A pá de cal

Definhamos a cada dia que passa, é bem verdade. Em um país que não se acha nem se encontra, o Rio sofre mais e particularmente. Se uma Federação corrupta e anacrônica, e um símbolo do futebol mundial abandonado já eram um grande problema, tivemos ontem uma decisão que pode ser a pá de cal no futebol terminal do Rio de Janeiro.

O Estado sofre, a Cidade agoniza e nosso futebol, que já vinha doente, recebe aquele tipo de notícia que desengana o paciente. O Juizado Especial do Torcedor e dos Grandes Eventos do Rio, decidiu em caráter liminar, que a última coisa que mantinha o futebol carioca de pé, está proibida. No que depender dessa decisão, nós perdemos.

Minha tarefa por aqui, pelo menos por hoje, é dividir com vocês a minha decepção e a minha revolta. Uma decisão como essa prejudica o futebol e as pessoas que o amam com sinceridade e civilidade. Torcedores que brigam e se matam, não são torcedores, são bandidos!

A justiça, refletindo aquilo que vemos todos os dias, adota postura preguiçosa e demagógica. Não é preciso sair do Brasil para perceber que medidas como essa não resolvem o problema e punem torcedores que sabem torcer com paixão e conviver com respeito, basta atravessar a Dutra. Minas comemorou a volta de um clássico divido, como tem que ser.

Também podemos lembrar dos países que não resolveram seus problemas “vendendo o sofá”, mas acho que não faltam exemplos, o que falta é vontade. Resolver problemas reais e profundos demanda seriedade e MUITA vontade.
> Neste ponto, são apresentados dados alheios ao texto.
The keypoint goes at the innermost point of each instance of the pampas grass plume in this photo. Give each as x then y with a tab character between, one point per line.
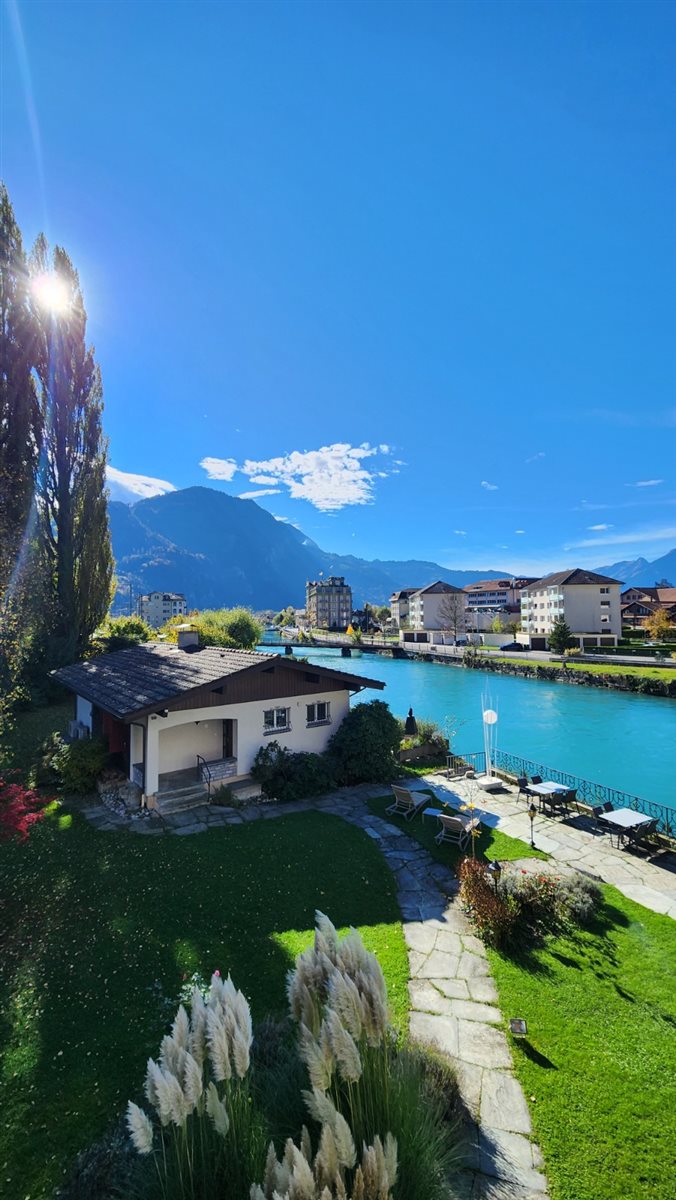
141	1129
Soluções simples não resolvem problemas complexos, mas tapam buraco e acalmam o ego de quem acha que matando a essência de algo belo, tudo ficará bem.

Enquanto o mundo se preocupa com o convívio, com o respeito e com a tolerância, nossa justiça entende que os problemas se resolvem através da separação. O recado nas entrelinhas de uma decisão como essa é triste, pobre e muito claro: problemas de convivência se resolvem impedindo a convivência. Acho que o mundo discorda.
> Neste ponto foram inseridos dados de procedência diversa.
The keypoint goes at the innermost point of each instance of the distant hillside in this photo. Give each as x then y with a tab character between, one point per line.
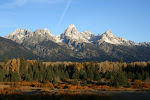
11	49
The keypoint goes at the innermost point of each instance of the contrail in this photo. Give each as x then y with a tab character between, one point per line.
64	12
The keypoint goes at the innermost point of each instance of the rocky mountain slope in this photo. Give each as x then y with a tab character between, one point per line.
72	45
11	49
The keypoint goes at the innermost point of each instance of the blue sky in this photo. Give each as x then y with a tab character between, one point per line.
129	19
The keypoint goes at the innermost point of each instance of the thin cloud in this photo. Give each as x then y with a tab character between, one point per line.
68	4
46	1
13	4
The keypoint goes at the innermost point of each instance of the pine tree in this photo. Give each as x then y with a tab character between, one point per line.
139	76
90	75
15	77
75	74
97	76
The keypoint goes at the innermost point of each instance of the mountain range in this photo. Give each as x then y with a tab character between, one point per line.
72	45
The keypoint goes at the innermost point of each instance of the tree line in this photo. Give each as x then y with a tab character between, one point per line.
32	70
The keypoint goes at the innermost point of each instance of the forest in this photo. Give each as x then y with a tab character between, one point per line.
118	74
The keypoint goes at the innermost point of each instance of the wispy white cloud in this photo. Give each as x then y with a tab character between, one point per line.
46	1
16	3
13	4
68	4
Punições mais duras, cadastramento e fiscalização severa das Organizadas e torcedores e medidas que também atinjam os clubes que seguem apoiando financeiramente as TO’s dá muito trabalho. E isso não se restringe apenas aos estádios, já que grande parte dos absurdos recorrentes acontecem longe dos estádios.

Nosso maior problema é que isso dá trabalho e interessa a muita gente que odeia, não entende e não vive o futebol. Isso interessa a quem quer que o Maracanã siga como está, isso interessa a quem acredita que o futebol deva ser cada vez mais entretenimento frio e cada vez menos paixão.

O futebol carioca está nas últimas, caso essa decisão se mantenha e se sustente, no futuro, olharemos pra trás e saberemos quem e quando lançaram sobre ele a pá de cal.